# What group



## STEALTH K3 (Dec 29, 2006)

What is the group on the latest o2 tv advert


----------



## empsburna (Apr 5, 2006)

As in that perform the song?


----------



## STEALTH K3 (Dec 29, 2006)

Midlands Detailing said:


> As in that perform the song?


Yes please :thumb:


----------



## empsburna (Apr 5, 2006)

Foster the People - Pumped up Kicks


----------



## empsburna (Apr 5, 2006)

The track called "Torches" is much better IMHO.


----------



## STEALTH K3 (Dec 29, 2006)

Cheers it's the right group on the advert but not the group I am looking for I heard some music at work it sounded like this group. *Start was whistling the the singer was singing to some girl trying to get her back to his place *sounded so much there style


----------



## STEALTH K3 (Dec 29, 2006)

Got it


----------



## Laurie.J.M (Jun 23, 2011)

Midlands Detailing said:


> The track called "Torches" is much better IMHO.

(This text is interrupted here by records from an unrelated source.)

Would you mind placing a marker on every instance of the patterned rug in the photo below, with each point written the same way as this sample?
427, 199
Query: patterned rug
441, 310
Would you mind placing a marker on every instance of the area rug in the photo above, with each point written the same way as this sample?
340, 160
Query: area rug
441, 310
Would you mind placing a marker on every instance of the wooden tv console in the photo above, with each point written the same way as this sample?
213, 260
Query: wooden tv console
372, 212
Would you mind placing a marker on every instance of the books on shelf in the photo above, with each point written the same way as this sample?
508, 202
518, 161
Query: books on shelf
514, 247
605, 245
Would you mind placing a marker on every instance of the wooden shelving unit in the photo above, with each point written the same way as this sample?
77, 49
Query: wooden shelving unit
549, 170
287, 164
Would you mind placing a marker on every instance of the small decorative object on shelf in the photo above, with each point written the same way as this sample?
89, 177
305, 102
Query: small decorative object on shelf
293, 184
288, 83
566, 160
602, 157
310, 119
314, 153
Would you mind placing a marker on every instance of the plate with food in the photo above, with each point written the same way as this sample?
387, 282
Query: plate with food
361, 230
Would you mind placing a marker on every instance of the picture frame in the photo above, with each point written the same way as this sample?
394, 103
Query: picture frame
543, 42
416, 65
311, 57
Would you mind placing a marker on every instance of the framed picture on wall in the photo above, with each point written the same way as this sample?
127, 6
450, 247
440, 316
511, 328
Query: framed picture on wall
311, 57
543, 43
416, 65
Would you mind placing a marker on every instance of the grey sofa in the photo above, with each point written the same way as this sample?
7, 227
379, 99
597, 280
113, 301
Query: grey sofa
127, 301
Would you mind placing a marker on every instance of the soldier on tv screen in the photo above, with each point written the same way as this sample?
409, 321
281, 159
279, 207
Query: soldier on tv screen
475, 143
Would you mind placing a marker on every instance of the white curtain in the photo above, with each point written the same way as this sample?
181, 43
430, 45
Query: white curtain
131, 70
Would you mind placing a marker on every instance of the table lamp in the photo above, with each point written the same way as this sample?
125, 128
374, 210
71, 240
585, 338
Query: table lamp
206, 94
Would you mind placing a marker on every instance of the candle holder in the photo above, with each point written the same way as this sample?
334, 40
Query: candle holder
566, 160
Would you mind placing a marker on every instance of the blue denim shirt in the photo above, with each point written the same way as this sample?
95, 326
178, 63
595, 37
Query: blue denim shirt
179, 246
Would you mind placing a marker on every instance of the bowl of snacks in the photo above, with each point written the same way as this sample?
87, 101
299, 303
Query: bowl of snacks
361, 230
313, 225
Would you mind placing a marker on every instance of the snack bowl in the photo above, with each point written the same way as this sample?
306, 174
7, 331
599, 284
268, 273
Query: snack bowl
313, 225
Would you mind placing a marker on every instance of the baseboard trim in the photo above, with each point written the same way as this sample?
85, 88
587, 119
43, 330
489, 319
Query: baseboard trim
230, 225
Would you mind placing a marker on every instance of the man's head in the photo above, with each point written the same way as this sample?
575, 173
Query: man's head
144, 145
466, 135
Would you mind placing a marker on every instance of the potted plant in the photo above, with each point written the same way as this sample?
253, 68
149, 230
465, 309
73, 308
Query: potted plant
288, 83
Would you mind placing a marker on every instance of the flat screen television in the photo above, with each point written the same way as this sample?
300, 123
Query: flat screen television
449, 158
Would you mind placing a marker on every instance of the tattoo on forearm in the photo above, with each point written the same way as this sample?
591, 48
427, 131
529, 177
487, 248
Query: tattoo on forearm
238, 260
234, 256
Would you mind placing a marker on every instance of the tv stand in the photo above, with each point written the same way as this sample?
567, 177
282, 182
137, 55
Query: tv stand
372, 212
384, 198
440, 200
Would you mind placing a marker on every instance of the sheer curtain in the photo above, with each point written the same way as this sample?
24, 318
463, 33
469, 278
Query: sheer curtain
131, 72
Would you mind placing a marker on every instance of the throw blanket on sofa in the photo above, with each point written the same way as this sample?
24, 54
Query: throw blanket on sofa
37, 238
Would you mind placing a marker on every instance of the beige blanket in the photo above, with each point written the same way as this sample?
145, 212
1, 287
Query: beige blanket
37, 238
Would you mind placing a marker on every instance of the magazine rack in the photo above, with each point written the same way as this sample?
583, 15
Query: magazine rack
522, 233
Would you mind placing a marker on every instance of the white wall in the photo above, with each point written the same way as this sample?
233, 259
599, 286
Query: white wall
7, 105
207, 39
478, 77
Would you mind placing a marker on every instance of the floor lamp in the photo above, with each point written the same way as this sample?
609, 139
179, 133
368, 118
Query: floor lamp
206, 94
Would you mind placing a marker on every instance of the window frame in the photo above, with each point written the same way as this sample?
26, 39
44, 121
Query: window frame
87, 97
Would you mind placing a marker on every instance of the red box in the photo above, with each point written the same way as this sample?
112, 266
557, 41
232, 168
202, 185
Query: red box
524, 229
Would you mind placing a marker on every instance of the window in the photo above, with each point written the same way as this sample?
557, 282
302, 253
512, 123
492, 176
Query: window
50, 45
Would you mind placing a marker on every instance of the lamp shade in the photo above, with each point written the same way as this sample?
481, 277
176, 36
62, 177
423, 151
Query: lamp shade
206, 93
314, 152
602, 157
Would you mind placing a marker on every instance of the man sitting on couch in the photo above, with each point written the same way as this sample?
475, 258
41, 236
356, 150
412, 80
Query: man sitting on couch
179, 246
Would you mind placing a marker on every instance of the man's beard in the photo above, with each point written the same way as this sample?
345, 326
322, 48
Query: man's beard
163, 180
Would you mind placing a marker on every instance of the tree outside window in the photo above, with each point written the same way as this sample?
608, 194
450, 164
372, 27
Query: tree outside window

The track called 'Torches' . Foster the People's album is called torches but I can't find a track called that.


----------



## empsburna (Apr 5, 2006)

Laurie.J.M said:


> The track called 'Torches' . Foster the People's album is called torches but I can't find a track called that.


Sorry, "I would do anything for you" from the Album "Torches"


----------



## DampDog (Apr 16, 2011)

I hunted out the theme to the Nissan Juke and Sweet child of mine from John Lewis add because I liked em


----------



## herbiedacious (Sep 27, 2010)

http://www.youtube.com/artist/The_Polyphonic_Spree?feature=watch_video_title
Still love the Spree's Light and Day from the Sainsbury's ads.


----------



## alan_mcc (Oct 28, 2008)

Young Folks is a great tune, it's on one of the top gear CD's.

Someone I used to detail for actually had it as their doorbell. :lol:


----------